Solaris Telnet 0-day vulnerability
philos writes "According to SANS ISC, there's a vulnerability in Solaris 10 and 11 telnet that allows anyone to remotely connect as any account, including root, without authentication. Remote access can be gained with nothing more than a telnet client. More information and a Snort signature can be found at riosec.com. Worse, this is almost identical to a bug in AIX and Linux rlogin from way back in 1994."
Well, according to TFA, nobody should.
Maybe I'm just confused, but doesn't '0-day' mean the exploit was found the day the code in question was released?
I generally don't follow Solaris, and 11 might have just come out, but I seriously doubt 10 and 11 both came out at the same time.
"If you make people think they're thinking, they'll love you; But if you really make them think, they'll hate you." - DM
Let me take a crack at this:
1) Fermi National Accelerator Laboratory.
That'll account for a couple thousand computers. It's left as an exercise for the reader to find other sites.
Are they just crazy? I know that almost every single box at FNAL has the telnet daemon running, and is behind no firewall. Why aren't they hacked-to-death? Kerberos.

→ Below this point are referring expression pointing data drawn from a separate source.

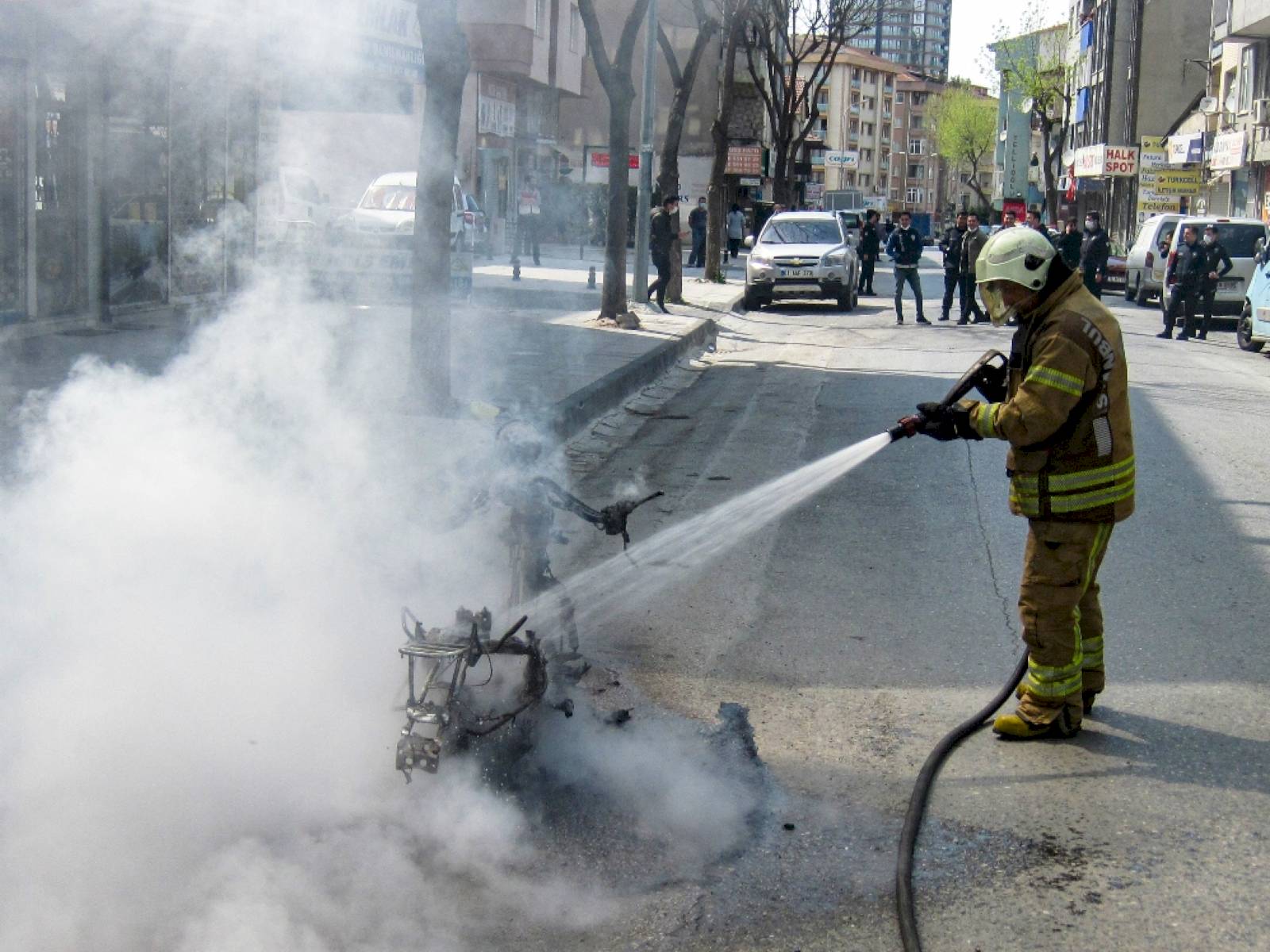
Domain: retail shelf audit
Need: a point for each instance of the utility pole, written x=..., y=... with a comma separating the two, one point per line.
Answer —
x=648, y=113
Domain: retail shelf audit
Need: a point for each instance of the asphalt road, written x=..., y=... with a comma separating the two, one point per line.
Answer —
x=876, y=617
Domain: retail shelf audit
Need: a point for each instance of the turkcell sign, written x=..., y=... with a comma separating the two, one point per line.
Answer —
x=1102, y=162
x=842, y=159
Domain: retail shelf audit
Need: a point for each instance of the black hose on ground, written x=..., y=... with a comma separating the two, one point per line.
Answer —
x=918, y=808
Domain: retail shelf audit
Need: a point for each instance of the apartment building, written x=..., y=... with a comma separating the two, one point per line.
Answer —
x=911, y=33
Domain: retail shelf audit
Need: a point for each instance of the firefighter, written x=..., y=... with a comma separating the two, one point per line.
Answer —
x=1066, y=416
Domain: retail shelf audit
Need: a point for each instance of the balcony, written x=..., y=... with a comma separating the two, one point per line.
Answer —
x=1250, y=19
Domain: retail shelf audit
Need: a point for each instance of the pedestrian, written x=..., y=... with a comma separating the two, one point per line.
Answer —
x=870, y=244
x=972, y=245
x=1095, y=251
x=1070, y=245
x=905, y=248
x=952, y=248
x=660, y=241
x=736, y=230
x=529, y=213
x=1064, y=413
x=1185, y=282
x=1218, y=267
x=698, y=226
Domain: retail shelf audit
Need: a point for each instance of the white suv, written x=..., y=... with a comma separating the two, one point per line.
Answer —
x=802, y=254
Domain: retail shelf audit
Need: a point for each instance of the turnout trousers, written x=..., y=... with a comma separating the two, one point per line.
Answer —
x=1062, y=620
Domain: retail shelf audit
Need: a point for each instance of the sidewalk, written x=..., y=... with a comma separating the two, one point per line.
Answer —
x=563, y=279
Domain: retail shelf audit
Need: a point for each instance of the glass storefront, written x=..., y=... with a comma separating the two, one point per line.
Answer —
x=137, y=183
x=60, y=274
x=13, y=207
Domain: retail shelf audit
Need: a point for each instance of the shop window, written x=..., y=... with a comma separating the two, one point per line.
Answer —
x=59, y=194
x=137, y=183
x=13, y=207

FNAL has a policy that every service beyond central IT's web pages is protected by Kerberos. The Kerberos-enabled version of telnet is as secure as one can get; I've been told by their sysadmins that it is more secure than SSH because it is simpler and the network and authz/authn stacks are separated. So, historically, Kerberos-enabled telnet has had less bugs than SSH.
Just because YOU don't run telnet (or don't know how to run it securely) doesn't mean that there aren't thousands of boxes out there that are secured by it.
If there are actually any Sun boxes at FNAL (they were one of the original big adopters of Linux), you can bet they'll probably be turned off today...
Thats nice and all, but I believe the GP was referring to systems w/ embedded processors, where thast not an option, and I also think he was whining about the initial key gereation (that first time you set it up process), which can take a bit of time on embedded processors. As an example, the Pix 515 has a lowly Pentium 166 at its core, the heavy math of calculating big primes can take a while. Then again, there's still some equipment out there that doesn't support SSH, only telnet.
None of which applies to TFA, which deals with using Telnet to access SUN servers/workstations, I agree there no reason that should be left on and it mystifies me that it continues to be the default for the big commercial Unixes (Both AIX and Solaris seem to want to use it by default, you have to enable SSH and turn off Telnet intentionally.
You are in a maze of twisted little posts, all alike.